F.A.M.I.LY. è un’installazione nata mentre scriveva il suo terzo romanzo e non ce la faceva più a starsene seduta: ad un certo punto si è alzata e messa a ballare davanti al radiatore del suo studio. Partendo da quei balletti fatti da sola in camera, ha lanciato una call su Instagram e formato un piccolo gruppo di ricerca composto da sette sconosciuti. L’incarico era inviarle dei video dove anche loro ballavano, che lei avrebbe editato e “trasportato” in camera sua. Il risultato è un’opera interattiva dove anche i visitatori potranno partecipare con i propri video danzanti, e “unirsi” alla festa.

La domanda che ci pone è: possiamo continuare ad amarci quando spogliamo le relazioni umane di ogni scala gerarchica o dinamica di potere?

Insieme a lei ho provato a parlare di questo e altro.

Ogni volta che leggo il titolo del progetto mi commuovo: se non è troppo invasivo, sapresti dirmi perché hai scelto questo acronimo  e cosa significa per te?

L’idea di quel titolo è arrivata durante un periodo di tremendo cambiamento, sia per me che per la mia famiglia. Mi sono chiesta: puoi lasciare crollare alcune strutture gerarchiche precostruite – che magari non sono nemmeno così rilevanti per te – e  far sì che l’amore rimanga?

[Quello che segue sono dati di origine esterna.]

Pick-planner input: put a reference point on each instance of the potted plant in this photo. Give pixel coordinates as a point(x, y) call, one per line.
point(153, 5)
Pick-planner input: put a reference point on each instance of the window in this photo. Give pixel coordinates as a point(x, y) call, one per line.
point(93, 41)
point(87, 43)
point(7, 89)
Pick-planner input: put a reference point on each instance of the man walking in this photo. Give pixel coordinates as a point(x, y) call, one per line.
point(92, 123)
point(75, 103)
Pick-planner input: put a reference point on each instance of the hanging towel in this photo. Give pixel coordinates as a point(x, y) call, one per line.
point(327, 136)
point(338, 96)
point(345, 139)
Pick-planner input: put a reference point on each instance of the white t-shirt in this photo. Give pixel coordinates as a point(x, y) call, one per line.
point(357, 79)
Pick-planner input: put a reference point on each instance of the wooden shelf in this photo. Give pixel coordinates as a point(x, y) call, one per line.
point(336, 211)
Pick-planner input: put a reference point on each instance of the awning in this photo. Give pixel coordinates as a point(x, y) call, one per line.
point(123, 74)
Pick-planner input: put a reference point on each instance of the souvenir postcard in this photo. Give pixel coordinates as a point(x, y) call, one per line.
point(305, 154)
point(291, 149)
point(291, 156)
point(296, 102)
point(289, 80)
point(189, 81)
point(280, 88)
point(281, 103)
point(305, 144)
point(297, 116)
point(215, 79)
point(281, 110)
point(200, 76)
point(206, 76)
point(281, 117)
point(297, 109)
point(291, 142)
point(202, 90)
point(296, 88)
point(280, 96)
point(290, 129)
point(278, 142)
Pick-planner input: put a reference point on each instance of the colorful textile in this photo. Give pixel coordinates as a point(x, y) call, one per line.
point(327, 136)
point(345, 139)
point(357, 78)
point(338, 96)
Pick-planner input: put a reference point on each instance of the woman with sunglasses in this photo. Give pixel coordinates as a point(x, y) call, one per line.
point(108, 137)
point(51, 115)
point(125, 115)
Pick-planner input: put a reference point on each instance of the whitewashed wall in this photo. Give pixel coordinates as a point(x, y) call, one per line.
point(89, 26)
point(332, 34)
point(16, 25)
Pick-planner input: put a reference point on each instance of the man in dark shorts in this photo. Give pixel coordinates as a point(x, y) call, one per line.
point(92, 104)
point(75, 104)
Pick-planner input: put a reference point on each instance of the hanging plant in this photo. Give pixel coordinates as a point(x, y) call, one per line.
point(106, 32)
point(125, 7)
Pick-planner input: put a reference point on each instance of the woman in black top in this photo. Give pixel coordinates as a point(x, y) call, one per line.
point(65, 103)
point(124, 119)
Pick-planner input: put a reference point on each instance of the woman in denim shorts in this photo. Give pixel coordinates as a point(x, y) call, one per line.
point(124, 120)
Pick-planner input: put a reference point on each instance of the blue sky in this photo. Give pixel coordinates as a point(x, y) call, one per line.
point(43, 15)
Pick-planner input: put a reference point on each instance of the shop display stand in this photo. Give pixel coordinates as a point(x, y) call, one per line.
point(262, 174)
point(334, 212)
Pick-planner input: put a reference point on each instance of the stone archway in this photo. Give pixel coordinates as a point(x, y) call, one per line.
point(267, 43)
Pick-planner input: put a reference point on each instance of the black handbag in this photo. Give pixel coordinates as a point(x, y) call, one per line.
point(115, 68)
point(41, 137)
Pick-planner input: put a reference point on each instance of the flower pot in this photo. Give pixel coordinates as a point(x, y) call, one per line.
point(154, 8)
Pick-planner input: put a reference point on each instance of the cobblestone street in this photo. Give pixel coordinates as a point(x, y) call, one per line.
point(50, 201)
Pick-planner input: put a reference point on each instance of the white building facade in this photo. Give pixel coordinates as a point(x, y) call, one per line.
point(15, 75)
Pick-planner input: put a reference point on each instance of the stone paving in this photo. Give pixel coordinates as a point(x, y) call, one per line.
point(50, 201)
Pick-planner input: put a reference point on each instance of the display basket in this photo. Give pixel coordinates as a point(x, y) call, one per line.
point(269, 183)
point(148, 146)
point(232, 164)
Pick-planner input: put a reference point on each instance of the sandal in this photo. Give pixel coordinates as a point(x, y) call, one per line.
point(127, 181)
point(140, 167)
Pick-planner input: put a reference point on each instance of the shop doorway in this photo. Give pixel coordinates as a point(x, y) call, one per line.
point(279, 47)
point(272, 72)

È stato un periodo quasi d’esperimento, e la mia vita ora è completamente diversa.  Ma all’epoca volevo creare un progetto collaborativo con altre persone, e  un nuovo senso d’ intimità con degli sconosciuti. Un’idea di fisicità e sessualità che non assomigliasse a nulla di quello che conoscevo. L’ho chiamato ‘family’ ma poi ho pensato di specificare che intendo ‘famiglia’ in senso più ampio.

Qualche anno fa un’intervista con Interview Magazine, parlando del tuo lavoro da regista, hai detto una frase che ho ancora impressa: “I want to make a world and I want to get to dream the same dream as someone”/”Voglio creare un mondo e voglio sognare lo stesso sogno di qualcun altrə”. Mi chiedo se può essere applicato anche a questo progetto, dove l’interazione con l’altro è centrale. Quanto è importante la connessione in F.A.M.I.L.Y?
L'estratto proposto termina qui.